Líder do Feirense diz que suspeitas de apostas irregulares mancham reputação do clube

• Foto: DR CD Feirense
No âmbito da investigação aberta pelo Ministério Público (MP) por suspeitas de irregularidades nas apostas do jogo Feirense-Rio Ave, Rodrigo Nunes, presidente dos fogaceiros, garante ao Record que o seu clube não pode ser visto como suspeito de nada.

"O Feirense não tem que reagir porque não está em causa a idoneidade do clube", começa por dizer, realçando que o emblema de Sta. Maria da Feira apenas "fez parte de um jogo de futebol, que ganhou completamente".

O líder do conjunto nortenho lembra que esta situação "prejudica a imagem do clube", uma vez que "o bom nome das instituições e isso é mau", e garante já ter falado com Pedro Proença sobre o assunto.

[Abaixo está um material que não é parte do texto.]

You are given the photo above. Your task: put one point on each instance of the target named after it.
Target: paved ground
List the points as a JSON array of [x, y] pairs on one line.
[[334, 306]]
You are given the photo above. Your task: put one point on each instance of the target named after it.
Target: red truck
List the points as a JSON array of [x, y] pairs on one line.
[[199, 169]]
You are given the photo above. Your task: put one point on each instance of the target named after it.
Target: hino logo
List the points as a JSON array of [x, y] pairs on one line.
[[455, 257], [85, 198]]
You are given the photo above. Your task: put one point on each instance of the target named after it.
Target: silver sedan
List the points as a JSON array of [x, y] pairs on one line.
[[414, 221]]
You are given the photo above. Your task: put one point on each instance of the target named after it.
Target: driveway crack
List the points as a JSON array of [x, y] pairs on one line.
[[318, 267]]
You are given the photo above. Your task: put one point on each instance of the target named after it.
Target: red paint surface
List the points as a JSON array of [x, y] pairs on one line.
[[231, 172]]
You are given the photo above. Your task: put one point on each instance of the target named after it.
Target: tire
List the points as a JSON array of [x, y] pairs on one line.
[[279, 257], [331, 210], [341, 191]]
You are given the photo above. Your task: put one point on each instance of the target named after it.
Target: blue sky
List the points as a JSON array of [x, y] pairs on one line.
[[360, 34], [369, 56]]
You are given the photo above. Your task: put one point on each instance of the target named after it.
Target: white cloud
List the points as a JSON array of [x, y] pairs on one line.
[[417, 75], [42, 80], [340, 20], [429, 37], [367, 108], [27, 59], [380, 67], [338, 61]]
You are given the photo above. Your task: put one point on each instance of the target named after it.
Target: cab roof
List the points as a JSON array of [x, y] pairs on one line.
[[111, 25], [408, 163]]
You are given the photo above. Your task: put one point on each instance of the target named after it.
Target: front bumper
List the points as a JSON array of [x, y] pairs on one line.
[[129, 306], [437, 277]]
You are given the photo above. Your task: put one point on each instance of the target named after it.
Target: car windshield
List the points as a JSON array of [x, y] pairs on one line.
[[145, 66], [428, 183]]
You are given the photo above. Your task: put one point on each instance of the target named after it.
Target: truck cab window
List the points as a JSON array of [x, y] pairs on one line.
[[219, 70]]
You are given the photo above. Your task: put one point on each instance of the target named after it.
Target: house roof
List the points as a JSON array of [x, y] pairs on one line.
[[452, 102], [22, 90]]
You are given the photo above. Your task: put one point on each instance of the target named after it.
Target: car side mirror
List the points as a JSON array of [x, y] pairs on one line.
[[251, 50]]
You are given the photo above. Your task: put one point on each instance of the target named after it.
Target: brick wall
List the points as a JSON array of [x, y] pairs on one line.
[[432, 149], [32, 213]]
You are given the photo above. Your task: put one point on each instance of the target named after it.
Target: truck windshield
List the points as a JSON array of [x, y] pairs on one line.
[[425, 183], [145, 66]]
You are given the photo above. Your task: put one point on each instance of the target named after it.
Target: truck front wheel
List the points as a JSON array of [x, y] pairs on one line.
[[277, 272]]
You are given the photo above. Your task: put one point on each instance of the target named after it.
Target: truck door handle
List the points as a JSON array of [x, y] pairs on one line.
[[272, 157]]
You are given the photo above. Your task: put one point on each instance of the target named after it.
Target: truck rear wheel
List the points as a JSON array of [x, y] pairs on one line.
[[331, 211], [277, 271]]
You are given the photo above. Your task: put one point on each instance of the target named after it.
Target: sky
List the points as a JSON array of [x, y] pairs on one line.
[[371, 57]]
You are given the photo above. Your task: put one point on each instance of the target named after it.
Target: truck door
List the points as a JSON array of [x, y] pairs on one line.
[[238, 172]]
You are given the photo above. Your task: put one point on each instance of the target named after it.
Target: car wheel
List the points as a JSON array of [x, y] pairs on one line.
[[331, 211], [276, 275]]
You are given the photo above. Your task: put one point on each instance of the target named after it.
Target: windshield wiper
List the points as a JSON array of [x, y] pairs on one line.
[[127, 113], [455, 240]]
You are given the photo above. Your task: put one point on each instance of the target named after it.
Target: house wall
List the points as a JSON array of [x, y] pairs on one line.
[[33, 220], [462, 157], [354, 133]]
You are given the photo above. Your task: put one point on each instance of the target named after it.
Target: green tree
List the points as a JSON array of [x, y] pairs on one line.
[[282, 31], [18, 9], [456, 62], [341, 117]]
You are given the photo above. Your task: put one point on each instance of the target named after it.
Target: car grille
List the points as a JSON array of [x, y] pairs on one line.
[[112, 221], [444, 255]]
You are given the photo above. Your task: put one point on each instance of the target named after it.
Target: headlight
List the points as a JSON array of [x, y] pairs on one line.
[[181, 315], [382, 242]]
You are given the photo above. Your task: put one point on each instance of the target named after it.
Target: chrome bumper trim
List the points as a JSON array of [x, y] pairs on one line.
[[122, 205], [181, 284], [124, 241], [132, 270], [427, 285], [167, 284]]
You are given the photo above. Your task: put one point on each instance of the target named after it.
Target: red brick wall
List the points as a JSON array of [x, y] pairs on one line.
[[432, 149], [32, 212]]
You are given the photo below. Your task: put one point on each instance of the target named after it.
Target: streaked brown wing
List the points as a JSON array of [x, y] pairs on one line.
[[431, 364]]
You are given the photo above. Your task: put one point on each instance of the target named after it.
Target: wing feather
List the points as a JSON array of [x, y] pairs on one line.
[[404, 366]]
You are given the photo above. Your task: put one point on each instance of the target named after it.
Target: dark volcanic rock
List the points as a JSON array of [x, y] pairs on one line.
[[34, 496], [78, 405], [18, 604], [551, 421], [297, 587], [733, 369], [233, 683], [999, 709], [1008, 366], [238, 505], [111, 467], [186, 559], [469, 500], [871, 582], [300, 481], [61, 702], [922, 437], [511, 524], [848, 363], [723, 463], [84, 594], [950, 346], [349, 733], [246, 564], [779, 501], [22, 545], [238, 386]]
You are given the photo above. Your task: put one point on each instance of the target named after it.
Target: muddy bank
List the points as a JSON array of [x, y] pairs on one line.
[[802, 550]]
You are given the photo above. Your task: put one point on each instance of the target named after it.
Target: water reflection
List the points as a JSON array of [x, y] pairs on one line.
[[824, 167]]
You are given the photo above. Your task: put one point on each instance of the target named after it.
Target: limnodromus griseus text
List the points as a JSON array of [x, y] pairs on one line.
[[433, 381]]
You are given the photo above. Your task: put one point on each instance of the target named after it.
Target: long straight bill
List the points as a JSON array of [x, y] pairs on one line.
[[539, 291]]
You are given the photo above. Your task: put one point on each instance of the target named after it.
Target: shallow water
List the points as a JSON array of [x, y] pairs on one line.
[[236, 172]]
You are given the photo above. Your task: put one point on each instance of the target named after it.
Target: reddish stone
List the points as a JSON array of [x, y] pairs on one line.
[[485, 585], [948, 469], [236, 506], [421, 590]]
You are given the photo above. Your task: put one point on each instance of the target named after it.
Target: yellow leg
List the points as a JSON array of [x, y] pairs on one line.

"Tive uma conversa com o presidente da Liga, ele agora constituiu-se assistente no processo e disse-lhe que deveria ter uma reação mais enérgica na defesa dos clubes, porque representa todos os clubes. A Liga devia ter a preocupação de criticar veementemente esta situação", atirou, explicando que a entidade promotora fica sempre a ganhar.

"Acho que o controlo deveria ser mais rigoroso e os regulamentos das apostas mais transparentes. Segundo sei, a Santa Casa quando percebe que vai perder se determinada aposta vencer, anula-a. Tem a faca e o queijo na mão e vai ganhar sempre. Quem perde é quem aposta".

G15 gera pontos de interrogação

O Feirense integra o G15, mas Rodrigo Nunes mostra alguma desconfiança em relação às recentes medidas e explica que mais tarde ou mais cedo esta terminará se algum clube tiver que defender os seus interesses em detrimento dos outros.

"O Feirense está no grupo dos G15, agora tem uma SAD e tem sido o dono [n.d.r. Kunle Soname] que tem liderado esse processo. Pessoalmente, sou cético em relação a estes acordos e sinceramente acho que não vão dar em nada. Na primeira oportunidade em que um clube do grupo tiver de defender os seus interesses não terá problema nenhum em prejudicar os outros. Sp. Braga, Marítimo ou Boavista defendem os seus interesses e não estão preocupados com os do Feirense, P. Ferreira ou Tondela. A grandeza dos clubes também se vê aí", atirou, exemplificando depois.

"Sou contra os grandes clubes terem plantéis com um número elevado de jogadores e os clubes pequenos vão todos atrás desses excedentes e fazem quase um leilão de jogadores. Estarmos a servir de cobaias para valorizar jogadores de outros e o Feirense tem tido muito poucos jogadores emprestados".